Have you ever been on a road trip and averted interstate congestion? If so, you likely had to pass through small towns. There seems to be one common type store in any of these towns....the dollar store (or its competitor dollar general). This is an important place to save money for a variety of pinball restoration supplies including something likely in one our kitchen drawers, that you will need, but if you take them, your significant other will not be happy.
“It seems hard to believe it now, but people did not know how to open the bag,” Steven Ausnit, developer of the original Ziploc, recently told an audience at Marquette University. He recalled that sometime around the early 1960s, his company persuaded Columbia Records to try a plastic sleeve with the zipper on top for albums.

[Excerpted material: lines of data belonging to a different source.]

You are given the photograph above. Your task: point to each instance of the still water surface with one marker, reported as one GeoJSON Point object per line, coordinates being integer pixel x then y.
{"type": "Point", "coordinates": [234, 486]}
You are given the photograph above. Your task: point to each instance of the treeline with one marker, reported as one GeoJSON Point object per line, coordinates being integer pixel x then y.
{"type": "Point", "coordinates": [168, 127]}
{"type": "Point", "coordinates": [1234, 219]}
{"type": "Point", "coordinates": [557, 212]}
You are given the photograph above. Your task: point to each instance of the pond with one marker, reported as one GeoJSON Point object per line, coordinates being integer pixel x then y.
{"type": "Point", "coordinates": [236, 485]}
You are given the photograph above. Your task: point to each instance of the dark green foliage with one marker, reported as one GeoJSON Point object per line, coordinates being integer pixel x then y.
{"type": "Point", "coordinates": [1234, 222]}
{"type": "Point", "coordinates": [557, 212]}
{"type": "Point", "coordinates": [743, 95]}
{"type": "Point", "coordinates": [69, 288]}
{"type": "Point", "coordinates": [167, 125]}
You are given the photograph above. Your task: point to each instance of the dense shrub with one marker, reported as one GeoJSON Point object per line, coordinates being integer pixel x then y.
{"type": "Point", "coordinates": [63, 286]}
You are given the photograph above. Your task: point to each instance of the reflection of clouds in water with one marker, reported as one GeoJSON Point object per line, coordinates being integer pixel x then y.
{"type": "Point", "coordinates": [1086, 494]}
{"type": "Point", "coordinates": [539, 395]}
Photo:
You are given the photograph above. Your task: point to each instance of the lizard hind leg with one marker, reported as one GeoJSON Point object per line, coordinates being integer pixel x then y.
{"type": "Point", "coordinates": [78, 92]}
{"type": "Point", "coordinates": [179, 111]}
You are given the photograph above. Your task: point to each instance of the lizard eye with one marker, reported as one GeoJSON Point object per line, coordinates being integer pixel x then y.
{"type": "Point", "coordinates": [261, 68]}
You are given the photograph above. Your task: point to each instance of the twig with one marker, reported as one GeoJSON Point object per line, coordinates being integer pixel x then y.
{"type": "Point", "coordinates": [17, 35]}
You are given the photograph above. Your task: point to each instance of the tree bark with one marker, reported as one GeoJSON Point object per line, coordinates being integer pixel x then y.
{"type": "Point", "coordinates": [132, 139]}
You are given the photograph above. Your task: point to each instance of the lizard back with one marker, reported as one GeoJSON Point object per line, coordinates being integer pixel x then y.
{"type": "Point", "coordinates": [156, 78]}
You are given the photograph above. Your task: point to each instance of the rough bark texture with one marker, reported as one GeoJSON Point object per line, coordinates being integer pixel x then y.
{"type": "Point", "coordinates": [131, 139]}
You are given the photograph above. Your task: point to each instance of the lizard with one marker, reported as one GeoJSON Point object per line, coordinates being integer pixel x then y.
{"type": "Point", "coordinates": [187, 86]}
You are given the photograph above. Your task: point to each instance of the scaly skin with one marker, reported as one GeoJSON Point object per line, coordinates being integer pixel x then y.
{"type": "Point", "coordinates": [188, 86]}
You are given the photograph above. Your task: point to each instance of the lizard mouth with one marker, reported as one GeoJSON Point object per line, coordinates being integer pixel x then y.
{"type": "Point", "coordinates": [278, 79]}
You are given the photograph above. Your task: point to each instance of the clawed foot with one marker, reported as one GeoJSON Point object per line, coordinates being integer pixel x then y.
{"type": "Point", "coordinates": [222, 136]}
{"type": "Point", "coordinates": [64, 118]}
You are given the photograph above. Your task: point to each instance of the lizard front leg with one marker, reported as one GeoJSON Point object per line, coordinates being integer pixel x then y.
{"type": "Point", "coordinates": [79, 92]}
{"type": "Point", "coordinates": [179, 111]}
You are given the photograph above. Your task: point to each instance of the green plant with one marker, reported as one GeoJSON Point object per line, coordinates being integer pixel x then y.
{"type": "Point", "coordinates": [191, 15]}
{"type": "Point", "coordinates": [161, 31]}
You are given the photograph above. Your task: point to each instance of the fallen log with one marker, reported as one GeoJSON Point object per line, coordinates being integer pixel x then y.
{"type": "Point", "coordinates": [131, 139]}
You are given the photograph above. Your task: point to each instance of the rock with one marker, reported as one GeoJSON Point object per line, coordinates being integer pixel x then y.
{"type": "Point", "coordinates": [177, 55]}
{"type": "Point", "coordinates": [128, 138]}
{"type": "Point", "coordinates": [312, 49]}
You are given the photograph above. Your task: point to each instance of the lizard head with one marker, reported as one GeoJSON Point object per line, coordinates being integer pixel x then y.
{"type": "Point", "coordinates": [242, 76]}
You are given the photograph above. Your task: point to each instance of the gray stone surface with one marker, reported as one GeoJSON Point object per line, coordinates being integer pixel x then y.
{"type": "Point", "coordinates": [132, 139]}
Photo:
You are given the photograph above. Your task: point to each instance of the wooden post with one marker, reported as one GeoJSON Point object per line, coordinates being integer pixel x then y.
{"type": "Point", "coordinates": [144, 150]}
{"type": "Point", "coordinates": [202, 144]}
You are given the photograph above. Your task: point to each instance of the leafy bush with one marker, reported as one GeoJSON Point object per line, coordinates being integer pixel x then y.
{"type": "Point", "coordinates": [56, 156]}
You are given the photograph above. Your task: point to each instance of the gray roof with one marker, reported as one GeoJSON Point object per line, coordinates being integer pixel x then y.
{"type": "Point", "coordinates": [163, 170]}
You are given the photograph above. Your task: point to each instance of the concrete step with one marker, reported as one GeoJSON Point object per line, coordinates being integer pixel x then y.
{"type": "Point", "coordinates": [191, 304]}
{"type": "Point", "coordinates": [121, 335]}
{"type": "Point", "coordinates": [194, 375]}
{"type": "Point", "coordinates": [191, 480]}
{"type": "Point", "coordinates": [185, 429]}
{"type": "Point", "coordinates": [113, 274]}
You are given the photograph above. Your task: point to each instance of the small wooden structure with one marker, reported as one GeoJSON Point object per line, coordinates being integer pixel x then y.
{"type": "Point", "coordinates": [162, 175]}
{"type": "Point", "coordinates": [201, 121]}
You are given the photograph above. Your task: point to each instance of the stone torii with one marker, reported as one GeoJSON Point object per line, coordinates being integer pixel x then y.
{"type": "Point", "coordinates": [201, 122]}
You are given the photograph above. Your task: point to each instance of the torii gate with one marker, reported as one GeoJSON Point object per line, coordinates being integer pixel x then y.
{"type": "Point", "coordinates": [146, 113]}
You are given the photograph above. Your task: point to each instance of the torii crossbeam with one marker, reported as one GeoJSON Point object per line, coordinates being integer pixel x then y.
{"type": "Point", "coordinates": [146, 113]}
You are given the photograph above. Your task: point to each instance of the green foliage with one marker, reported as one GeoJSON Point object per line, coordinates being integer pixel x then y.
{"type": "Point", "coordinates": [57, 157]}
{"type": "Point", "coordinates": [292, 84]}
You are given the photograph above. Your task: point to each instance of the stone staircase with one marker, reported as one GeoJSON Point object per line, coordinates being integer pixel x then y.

“At the final meeting, we were all set to go. The guy called in his assistant, handed her the sealed bag and said, ‘Open it.’ I thought to myself, Lady, please do the right thing! The more she looked at it, the more my heart sank. And then she tore the zipper right off the bag.”
Ausnit, who fled Communist Romania with his family in 1947, had been experimenting with plastic zippers since 1951. That was when he, his father (Max) and his uncle (Edgar) purchased the rights to the original plastic zipper, designed by a Danish inventor named Borge Madsen, who had no particular application in mind. They formed a company called Flexigrip to manufacture the zipper, which used a plastic slider to seal two interlocking grooves together. When the slider proved costly to manufacture, Ausnit, a mechanical engineer, created what we now know as the press-and-seal type zipper.”
You will need all sizes of the bags and a permanent sharpie to label them. There are many ways to organize the parts. I’ve found the best way is to take mechanism like a pop bumper and all the parts upper and lower playfield associated with it into its own bag to store until you are ready to clean it.